If you took bits of the Shadowrun universe, combined it with the Privateer setting, then threw in Legend of Grimrock movement, you’d end up with something a lot like StarCrawlers.  Oooh….now I want to go play Legend of Grimrock II again.  My God, I could listen to that theme all day – it stacks up against the likes of Halo (I’m not linking that.  If you don’t know Halo, I can’t help you) and Trine in terms of soundtrack.
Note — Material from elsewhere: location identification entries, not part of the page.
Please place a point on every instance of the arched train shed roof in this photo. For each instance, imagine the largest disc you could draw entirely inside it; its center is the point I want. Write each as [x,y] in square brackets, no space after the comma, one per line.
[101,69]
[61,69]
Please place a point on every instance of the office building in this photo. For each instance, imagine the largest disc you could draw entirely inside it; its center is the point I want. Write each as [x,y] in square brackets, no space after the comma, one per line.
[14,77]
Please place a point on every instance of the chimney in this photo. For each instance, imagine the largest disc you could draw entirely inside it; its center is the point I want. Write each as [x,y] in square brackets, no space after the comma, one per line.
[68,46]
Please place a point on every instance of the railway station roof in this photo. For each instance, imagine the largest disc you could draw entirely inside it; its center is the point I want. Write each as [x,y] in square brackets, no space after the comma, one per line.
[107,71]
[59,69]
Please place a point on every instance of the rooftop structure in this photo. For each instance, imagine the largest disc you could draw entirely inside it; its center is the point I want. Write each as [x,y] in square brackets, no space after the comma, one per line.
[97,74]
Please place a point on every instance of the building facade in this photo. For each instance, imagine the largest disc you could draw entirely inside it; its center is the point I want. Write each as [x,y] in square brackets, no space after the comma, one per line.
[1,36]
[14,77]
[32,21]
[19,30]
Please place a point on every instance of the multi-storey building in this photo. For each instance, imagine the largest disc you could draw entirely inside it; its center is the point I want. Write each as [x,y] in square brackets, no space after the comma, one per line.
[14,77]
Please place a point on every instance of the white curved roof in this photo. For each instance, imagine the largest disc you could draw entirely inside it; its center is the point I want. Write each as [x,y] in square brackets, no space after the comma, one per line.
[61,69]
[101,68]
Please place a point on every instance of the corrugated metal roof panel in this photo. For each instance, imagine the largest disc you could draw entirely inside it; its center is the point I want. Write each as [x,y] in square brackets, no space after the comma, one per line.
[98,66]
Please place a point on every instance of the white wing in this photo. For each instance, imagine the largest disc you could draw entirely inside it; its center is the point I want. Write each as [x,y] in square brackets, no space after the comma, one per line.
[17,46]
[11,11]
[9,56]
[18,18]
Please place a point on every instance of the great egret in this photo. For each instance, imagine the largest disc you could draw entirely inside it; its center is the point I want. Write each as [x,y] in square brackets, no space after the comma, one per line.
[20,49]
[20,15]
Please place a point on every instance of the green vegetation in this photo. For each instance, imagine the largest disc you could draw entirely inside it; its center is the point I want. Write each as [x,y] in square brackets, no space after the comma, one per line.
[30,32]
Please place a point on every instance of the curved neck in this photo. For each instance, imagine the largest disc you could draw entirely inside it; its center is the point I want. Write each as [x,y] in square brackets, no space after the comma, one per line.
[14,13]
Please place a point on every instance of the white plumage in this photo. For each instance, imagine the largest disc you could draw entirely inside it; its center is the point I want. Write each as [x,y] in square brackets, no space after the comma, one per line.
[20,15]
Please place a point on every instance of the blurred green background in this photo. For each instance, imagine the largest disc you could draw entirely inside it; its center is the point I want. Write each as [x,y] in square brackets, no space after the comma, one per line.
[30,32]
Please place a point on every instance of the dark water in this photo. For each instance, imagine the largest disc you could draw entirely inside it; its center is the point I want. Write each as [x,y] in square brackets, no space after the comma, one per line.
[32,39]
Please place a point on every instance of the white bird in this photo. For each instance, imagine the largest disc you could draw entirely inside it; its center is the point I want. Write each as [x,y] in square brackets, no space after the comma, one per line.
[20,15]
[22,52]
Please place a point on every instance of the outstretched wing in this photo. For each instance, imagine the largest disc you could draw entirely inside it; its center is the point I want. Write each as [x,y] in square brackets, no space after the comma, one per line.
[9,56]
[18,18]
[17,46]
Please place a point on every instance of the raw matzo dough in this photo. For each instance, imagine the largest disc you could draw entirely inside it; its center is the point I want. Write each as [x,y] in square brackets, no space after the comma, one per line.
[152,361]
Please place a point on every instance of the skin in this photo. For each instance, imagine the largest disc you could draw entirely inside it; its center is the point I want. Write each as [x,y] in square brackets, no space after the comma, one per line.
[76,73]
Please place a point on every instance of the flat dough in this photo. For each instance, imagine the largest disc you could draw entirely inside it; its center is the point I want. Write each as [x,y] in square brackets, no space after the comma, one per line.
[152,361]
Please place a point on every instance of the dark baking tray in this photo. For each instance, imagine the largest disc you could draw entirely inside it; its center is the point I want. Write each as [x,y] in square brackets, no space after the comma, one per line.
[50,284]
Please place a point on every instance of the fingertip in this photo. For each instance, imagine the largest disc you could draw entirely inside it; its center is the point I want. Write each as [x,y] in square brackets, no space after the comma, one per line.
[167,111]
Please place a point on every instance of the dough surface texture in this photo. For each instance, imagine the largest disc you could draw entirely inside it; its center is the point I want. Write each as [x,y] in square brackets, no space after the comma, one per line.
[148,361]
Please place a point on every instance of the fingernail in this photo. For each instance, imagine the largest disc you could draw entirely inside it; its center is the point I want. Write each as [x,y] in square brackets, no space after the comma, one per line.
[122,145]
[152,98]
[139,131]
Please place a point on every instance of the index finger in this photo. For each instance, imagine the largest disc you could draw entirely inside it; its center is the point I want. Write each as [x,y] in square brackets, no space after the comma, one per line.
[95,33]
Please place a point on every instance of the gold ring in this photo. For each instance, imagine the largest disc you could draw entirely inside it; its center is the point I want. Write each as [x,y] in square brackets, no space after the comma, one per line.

If you haven’t played Legend of Grimrock or its sequel, the astonishingly cleverly named Legend of Grimrock II, stop reading.  Go to Steam.  Play both.  Wonder why the sequel is named after Grimrock at all.  Revel in two of the best dungeon crawlers of the last decade and possibly of all time.  Wonder why these puzzles are so hard.  Come to the conclusion that Legend of Grimrock II is one of few “perfect” games anyway (along with FTL) – simple in concept, sublime in its execution, and utter ecstasy to play.  Return.

Oh!  Right.  StarCrawlers.  Yeah, it’s okay.  I mean, it didn’t do itself any favors by making me think of Legend of Grimrock: in a fairly bizarre design decision, you can freely look around a 3D environment, but only move in four directions.  It doesn’t work well, but you definitely need to keep in enabled to see things in corners.  Still, it has a certain charm, and I can appreciate the unique blend of space RPG and dungeon crawl.  You are given a series of missions by the local barkeep that require you to travel (well, be ferried by your partner) to wrecked starliners and retrieve information for megacorporations to earn money and level up.  At least in my playtime, each level had at least a couple unique-but-not-unsolvable puzzles to solve – like finding the name of a cat to use as a computer password or a suspicious arrangement of empty cans for a combination lock.  It’s still in Early Access, but I’m definitely interested in playing more once I have the time – and because of that, it goes to Tier One.